Find the edge angle of a dodecahedron using spherical trigonometry?

Question

How can I find the edge angle (the angle at the center of a polyhedron subtended by an edge of the polyhedron) of a dodecahedron (a polyhedron with 3 pentagonal faces meeting at each vertex)?

I know how to find the edge angle of a regular polyhedron when its faces are triangles - I envision one of the faces on the surface of a sphere and since the triangles are all equal, I can easily use the Law of Cosines.

However, I am very confused about what to do if the face is a pentagon - what would I do with a pentagon on the surface of a sphere?

Thank you!

Answer 1

Take the center of the pentagon and connect it to each of its vertices. You get five congruent triangles. Can you determine their internal angles? Can you go on from there?

Answer 2

Firstly we need the relationship between the vertex and edge angle for a regular spherical N-gon. Lets call the edge angle $a$ and the vertex angle $2 \theta$. Now draw geodesics from the center of the N-gon to two adjacent verticies ... this is illustrated in the brilliantly drawn digram below.

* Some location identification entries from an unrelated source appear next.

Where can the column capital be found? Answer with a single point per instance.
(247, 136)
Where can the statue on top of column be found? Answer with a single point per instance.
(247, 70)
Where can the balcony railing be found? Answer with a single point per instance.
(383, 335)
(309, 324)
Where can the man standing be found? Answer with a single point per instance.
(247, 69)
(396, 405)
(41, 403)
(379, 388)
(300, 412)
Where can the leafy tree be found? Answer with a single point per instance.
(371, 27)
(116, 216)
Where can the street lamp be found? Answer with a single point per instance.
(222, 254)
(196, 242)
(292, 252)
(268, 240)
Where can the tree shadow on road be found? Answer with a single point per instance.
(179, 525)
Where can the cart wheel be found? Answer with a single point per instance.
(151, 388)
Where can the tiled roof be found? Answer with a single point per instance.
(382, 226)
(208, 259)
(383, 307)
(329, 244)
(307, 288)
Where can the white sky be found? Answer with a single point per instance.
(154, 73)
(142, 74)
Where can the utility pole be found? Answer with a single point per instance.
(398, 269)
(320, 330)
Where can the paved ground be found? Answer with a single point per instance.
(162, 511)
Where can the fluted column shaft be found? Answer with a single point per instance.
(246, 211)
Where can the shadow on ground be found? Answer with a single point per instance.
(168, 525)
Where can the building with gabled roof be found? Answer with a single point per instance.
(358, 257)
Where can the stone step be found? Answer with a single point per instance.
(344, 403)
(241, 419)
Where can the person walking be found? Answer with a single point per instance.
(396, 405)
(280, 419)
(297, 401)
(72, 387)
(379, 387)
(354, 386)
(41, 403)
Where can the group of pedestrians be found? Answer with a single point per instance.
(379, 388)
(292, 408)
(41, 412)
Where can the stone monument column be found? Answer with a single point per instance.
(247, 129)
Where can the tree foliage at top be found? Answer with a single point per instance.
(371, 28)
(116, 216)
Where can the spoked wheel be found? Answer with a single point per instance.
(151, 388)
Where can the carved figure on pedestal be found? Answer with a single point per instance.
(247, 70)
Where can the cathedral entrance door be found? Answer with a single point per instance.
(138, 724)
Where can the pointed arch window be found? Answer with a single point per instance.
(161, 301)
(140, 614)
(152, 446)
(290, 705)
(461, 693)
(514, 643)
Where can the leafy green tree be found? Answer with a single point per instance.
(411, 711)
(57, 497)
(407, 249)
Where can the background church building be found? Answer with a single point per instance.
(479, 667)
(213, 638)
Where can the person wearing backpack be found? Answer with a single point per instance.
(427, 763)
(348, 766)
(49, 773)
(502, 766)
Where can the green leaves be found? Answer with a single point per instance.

Now the cosine & sine rules yield \begin{eqnarray*} \cos(a)=\cos^2(r)+\sin^2(r) \cos( \phi)= 1 - 2 \sin^2(r) \sin^2 \left( \frac{\phi}{2} \right) \\ \frac{\sin(a)}{\sin{\phi}} = \frac{\sin(r)}{\sin{\theta}} \Rightarrow \sin^2(a) \sin^2(\theta) = 4 \sin^2(r) \sin^2 \left( \frac{\phi}{2} \right) \cos^2 \left( \frac{\phi}{2} \right) \end{eqnarray*} Now rearrange the cos rule, multiply by $2\cos^2 \left( \frac{\phi}{2} \right)$, we have \begin{eqnarray*} 2(1-\cos(a))\cos^2 \left( \frac{\phi}{2} \right) &=& 4 \sin^2(r) \sin^2 \left( \frac{\phi}{2} \right) \cos^2 \left( \frac{\phi}{2} \right) = \sin^2(a) \sin^2(\theta)\\ 1+\cos(a) &=& \frac{2 \cos^2 \left( \frac{\phi}{2} \right)}{\sin^2(\theta)} \end{eqnarray*} Remembering that $\phi=\frac{2 \pi}{N}$, the above formula gives the relation between the edge angle $a$ and vertex angle $2 \theta$. The special case $N=4$ can be found here ... Trigonometric rule on a spherical square

REF WIKI: https://en.wikipedia.org/wiki/Spherical_polyhedron#Examples For this specific question we have $N=5$ and we require $3$ pentagons to meet at a vertex, recall the special values \begin{eqnarray*} \sin(\theta)= \sin \left( \frac{ \pi}{3} \right) = \frac{ \sqrt{3}}{2} \\ \cos\left( \frac{ \phi}{2} \right) = \cos\left( \frac{ \pi}{5} \right) = \sqrt{ \frac{3+\sqrt{5}}{8}}. \end{eqnarray*} After a little numerical algebra we have the side length of spherical dodecahedron is $\color{red}{\cos(a)= \frac{\sqrt{5}}{3}}$ or $\color{red}{\sin(a)=\frac{2}{3}}$.